Replacing the electoral college with a system that would ensure that the winner of the national popular vote is the winner of the presidential election has long been discussed by American political reformers.
The election of 2000 in which George W. Bush won a majority of the electoral votes but lost the national popular vote refueled interest in the topic. By winning slightly fewer popular votes than he did, the reverse might have occurred in 2004: President Bush could have won the popular vote but lost the electoral college.
Standing in the way of changing the electoral vote system is the fact that it is firmly ensconced in Article II, Section 1 of the U.S. Constitution. The requirement that three-quarters of the states ratify a constitutional amendment is an especially high hurdle for changing the electoral college because small states generally fear that a national popular vote will reduce the slight bias in their favor in the number of electoral votes and the incentive that the system provides for candidates to campaign state by state.

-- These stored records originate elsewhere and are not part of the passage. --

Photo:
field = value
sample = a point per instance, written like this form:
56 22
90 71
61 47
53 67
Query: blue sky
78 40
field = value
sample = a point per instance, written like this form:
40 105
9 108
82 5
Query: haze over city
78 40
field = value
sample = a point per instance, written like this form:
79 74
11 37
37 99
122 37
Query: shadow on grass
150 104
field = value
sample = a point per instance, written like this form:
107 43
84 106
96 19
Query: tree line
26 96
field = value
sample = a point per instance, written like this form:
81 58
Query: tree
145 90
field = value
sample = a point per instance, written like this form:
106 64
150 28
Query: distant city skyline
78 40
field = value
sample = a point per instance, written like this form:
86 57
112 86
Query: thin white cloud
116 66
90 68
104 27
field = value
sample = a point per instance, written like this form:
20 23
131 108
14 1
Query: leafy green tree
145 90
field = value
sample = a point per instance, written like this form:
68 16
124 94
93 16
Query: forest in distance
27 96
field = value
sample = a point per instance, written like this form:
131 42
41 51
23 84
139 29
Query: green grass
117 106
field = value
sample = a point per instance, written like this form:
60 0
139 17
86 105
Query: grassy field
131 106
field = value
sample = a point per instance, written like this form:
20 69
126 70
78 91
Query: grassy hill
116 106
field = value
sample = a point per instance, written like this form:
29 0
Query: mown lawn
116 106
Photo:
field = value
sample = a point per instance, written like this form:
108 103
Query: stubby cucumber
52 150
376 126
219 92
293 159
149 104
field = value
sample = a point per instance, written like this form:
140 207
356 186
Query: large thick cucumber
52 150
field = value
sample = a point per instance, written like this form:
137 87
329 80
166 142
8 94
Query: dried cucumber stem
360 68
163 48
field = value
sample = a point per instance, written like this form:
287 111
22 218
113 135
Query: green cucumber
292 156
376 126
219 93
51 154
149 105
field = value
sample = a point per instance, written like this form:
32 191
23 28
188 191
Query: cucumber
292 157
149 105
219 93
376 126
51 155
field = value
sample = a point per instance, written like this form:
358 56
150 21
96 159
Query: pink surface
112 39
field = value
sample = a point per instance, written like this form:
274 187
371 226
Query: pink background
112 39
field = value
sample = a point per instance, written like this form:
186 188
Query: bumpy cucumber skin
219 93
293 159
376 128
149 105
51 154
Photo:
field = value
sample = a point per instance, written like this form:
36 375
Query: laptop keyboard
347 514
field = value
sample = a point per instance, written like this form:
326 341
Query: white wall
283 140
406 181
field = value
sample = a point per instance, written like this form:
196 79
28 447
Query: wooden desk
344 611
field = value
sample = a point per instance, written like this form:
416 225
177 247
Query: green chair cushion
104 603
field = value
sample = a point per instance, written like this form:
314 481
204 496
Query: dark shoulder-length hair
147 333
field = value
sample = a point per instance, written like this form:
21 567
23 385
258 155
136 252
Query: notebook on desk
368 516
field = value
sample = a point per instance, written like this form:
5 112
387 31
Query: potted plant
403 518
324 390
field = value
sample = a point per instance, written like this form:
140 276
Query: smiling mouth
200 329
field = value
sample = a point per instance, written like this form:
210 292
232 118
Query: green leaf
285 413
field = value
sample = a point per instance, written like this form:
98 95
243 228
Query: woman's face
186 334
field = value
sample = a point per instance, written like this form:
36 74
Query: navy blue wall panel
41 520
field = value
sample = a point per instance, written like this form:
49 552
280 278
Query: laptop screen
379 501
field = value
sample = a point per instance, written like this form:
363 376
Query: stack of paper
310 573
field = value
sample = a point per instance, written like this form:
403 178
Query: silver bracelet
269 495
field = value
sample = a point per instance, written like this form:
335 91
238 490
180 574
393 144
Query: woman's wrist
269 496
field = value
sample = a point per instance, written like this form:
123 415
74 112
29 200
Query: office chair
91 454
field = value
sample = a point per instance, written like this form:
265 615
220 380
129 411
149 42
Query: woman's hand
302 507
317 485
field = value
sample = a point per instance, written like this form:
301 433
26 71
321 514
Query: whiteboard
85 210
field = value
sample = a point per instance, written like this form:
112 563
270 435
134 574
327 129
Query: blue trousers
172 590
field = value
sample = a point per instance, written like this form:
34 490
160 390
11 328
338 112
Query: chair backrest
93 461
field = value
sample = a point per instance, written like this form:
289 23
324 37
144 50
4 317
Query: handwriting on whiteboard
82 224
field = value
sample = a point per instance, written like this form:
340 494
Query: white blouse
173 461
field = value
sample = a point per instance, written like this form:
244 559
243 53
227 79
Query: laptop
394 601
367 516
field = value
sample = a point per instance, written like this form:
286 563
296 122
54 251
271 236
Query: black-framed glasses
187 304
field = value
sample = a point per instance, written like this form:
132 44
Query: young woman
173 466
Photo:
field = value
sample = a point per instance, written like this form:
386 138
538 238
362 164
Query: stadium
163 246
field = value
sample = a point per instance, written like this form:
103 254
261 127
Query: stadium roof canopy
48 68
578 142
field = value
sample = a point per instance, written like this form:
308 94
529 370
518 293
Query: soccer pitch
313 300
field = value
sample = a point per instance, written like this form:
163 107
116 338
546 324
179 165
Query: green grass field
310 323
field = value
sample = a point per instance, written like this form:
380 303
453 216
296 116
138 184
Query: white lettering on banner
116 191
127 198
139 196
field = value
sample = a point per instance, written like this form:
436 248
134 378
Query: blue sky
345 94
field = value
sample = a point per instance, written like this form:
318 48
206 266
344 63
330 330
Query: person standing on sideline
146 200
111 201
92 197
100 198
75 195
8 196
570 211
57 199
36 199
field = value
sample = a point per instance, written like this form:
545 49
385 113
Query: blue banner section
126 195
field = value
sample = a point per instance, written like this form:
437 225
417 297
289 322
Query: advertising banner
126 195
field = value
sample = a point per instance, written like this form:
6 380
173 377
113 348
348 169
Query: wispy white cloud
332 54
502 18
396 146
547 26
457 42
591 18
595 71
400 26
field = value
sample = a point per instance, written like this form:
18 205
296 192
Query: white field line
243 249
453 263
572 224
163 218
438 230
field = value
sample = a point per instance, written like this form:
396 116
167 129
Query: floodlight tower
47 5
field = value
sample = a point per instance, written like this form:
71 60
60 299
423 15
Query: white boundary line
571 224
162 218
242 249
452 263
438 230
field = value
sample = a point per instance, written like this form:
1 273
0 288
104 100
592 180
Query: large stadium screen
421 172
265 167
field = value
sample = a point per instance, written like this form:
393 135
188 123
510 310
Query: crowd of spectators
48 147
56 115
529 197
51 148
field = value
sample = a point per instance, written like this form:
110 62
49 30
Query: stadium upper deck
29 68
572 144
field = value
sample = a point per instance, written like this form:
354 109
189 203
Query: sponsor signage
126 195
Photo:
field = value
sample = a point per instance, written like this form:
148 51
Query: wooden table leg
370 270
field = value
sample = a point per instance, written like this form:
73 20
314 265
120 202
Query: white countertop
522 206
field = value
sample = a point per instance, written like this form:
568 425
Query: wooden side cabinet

Now comes National Popular Vote, an organization with bipartisan support from former presidential wannabes John Anderson and Birch Bayh (among others), with a "cheeky" proposal to bring about a national popular vote through state legislative action without amending the Constitution. Their idea is for states to enact an interstate compact in which each state binds its electors to vote for the winner of the national popular vote. The compact would not take effect until states with a total of 270 electoral votes--enough to obtain a majority in the electoral college--pass legislation and join the compact.